Esos dos recuerdos son una suerte de tabeliones que, contraviniendo mi voluntad, se empeñan en darme fe de que hay veces en las que frontera de la realidad se vuelve imbordeable. No pierdo, con todo, la esperanza de que en algún momento también esos cabos, hoy irreductibles, se vuelvan tan maleables como los del resto de mi caterva de recuerdos. Esperanza que se vio alentada hace unos días con la llegada, a mis manos, de una fotografía del que fuese el recuncho de mi familia. Está tomada al atardecer, en esa hora dulce en la que, a punto de terminar la jornada, los asilvestrados solíamos acudir a los escalones de la entrada. La mayoría de las veces, porque después de horas de juego estábamos cansados y, sentados en ellos, aguardábamos la hora de la cena rememorando los avatares del día; aunque hubo también una época en la que acudíamos a la escalinata para que la primogénita, a la sazón ya más crecida, nos leyese en voz alta un capítulo de alguna de las novelas de doña Agatha. Pero de todos los atardeceres vividos en esos escalones, los mejores fueron, sin duda, aquellos en los que el pescador sacaba el acordeón y convertía la llegada de la noche en una fiesta improvisada.
La fotografía es de hace poco más de un lustro.
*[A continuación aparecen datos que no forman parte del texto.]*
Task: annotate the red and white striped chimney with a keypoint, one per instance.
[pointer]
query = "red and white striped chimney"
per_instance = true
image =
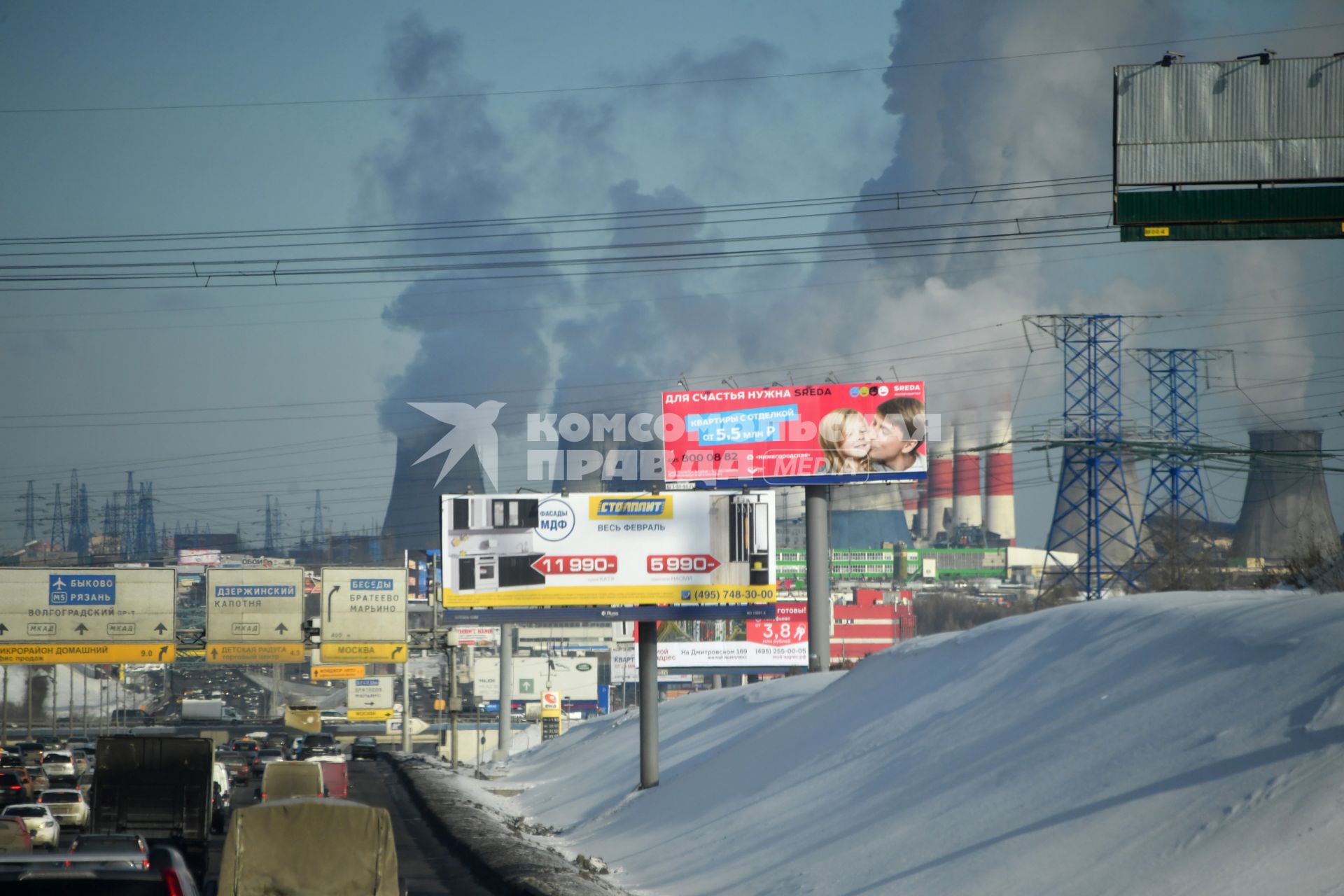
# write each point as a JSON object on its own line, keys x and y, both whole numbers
{"x": 940, "y": 484}
{"x": 1000, "y": 514}
{"x": 910, "y": 504}
{"x": 965, "y": 480}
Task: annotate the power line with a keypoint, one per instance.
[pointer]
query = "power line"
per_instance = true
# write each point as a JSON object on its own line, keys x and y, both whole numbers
{"x": 645, "y": 85}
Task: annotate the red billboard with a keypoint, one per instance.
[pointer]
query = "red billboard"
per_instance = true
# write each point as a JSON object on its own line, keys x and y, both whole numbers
{"x": 796, "y": 434}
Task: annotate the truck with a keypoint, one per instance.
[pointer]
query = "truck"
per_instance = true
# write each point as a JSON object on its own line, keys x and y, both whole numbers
{"x": 159, "y": 786}
{"x": 209, "y": 711}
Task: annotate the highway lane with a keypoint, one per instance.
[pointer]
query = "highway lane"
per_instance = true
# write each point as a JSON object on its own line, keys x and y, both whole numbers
{"x": 425, "y": 864}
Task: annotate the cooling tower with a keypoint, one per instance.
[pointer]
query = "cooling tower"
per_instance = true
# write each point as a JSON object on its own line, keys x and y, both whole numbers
{"x": 940, "y": 484}
{"x": 1117, "y": 510}
{"x": 965, "y": 480}
{"x": 1285, "y": 510}
{"x": 1000, "y": 514}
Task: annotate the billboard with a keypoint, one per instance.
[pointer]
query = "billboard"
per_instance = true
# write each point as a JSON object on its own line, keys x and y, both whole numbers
{"x": 608, "y": 548}
{"x": 796, "y": 434}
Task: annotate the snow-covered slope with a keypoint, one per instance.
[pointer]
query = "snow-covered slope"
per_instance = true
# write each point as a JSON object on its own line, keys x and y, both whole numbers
{"x": 1180, "y": 743}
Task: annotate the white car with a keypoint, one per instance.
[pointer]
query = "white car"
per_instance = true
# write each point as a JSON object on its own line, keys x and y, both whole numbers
{"x": 67, "y": 806}
{"x": 42, "y": 825}
{"x": 59, "y": 766}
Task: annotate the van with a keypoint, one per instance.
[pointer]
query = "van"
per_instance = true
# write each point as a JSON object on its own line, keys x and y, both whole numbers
{"x": 286, "y": 780}
{"x": 335, "y": 776}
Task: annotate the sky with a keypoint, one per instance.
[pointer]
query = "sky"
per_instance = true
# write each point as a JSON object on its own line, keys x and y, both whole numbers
{"x": 1170, "y": 743}
{"x": 159, "y": 120}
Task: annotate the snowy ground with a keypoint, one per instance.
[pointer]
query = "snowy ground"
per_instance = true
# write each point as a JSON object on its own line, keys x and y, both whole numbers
{"x": 1184, "y": 743}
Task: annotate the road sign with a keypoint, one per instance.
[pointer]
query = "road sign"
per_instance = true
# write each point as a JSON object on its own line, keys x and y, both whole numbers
{"x": 328, "y": 673}
{"x": 363, "y": 603}
{"x": 251, "y": 653}
{"x": 363, "y": 652}
{"x": 52, "y": 606}
{"x": 245, "y": 606}
{"x": 49, "y": 653}
{"x": 394, "y": 726}
{"x": 369, "y": 715}
{"x": 370, "y": 694}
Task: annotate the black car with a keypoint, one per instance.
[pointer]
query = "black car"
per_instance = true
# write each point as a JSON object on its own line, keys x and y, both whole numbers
{"x": 363, "y": 748}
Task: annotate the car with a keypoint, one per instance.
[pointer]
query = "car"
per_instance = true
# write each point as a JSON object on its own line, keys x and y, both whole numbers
{"x": 134, "y": 846}
{"x": 15, "y": 786}
{"x": 42, "y": 824}
{"x": 363, "y": 747}
{"x": 14, "y": 836}
{"x": 39, "y": 778}
{"x": 69, "y": 806}
{"x": 237, "y": 763}
{"x": 59, "y": 766}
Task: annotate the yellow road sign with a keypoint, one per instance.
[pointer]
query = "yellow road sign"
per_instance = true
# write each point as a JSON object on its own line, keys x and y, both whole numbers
{"x": 366, "y": 652}
{"x": 323, "y": 673}
{"x": 258, "y": 652}
{"x": 46, "y": 653}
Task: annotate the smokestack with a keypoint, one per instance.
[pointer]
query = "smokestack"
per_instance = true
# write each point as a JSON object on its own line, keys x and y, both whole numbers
{"x": 940, "y": 484}
{"x": 1000, "y": 514}
{"x": 965, "y": 476}
{"x": 1287, "y": 510}
{"x": 910, "y": 504}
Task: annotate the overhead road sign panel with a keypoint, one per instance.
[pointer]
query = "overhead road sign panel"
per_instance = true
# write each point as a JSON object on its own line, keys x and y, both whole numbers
{"x": 608, "y": 548}
{"x": 368, "y": 652}
{"x": 370, "y": 694}
{"x": 83, "y": 606}
{"x": 827, "y": 434}
{"x": 57, "y": 653}
{"x": 539, "y": 615}
{"x": 253, "y": 652}
{"x": 369, "y": 715}
{"x": 362, "y": 605}
{"x": 264, "y": 606}
{"x": 335, "y": 673}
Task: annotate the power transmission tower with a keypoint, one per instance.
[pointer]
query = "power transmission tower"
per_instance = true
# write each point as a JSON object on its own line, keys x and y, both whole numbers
{"x": 319, "y": 531}
{"x": 85, "y": 528}
{"x": 128, "y": 519}
{"x": 1094, "y": 511}
{"x": 58, "y": 522}
{"x": 30, "y": 514}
En ella, del recuncho ya solo quedan en pie los muros exteriores, rodeando un espacio ahora diáfano y sin techo, pero en el que antaño había tabiques y una bonita techumbre de tejas rojas; los escalones de la entrada, en cambio, aunque ennegrecidos, permanecen todavía intactos. Y cuando los miro con calma y dejo que me hablen de aquellos atardeceres, ya tan lejanos, tengo la sensación de que también ellos tienen memoria y todavía recuerdan la presión y el calor de los cuerpos de quienes los usábamos como asiento; la sensación de que esconden una especie de Aleph minimalista en el que se apelotonan los recuerdos de cuando en esa familia, que no era la de Durrell, pero que tanto se le parecía, no faltaba aún nadie.
¡Qué gran gatuperio es la memoria! Y en qué gran liberadora se convierte cuando deja que el tiempo vaya depositando sobre los recuerdos esa capa de albayalde que no solo los dulcifica, sino que los hermana eliminando las fronteras; y qué gran consuelo, si es la memoria de la piedra la que los conserva y, aunque solo sea por un instante, te devuelve la imagen de cuando la familia estaba aún completa...
Y esa es la razón, Cata, de que ahora, mientras te escribo estas palabras, sienta un deseo irracional, casi atávico, de ser una Mucizonia enraizada entre los ladrillos ennegrecidos de los escalones de la entrada.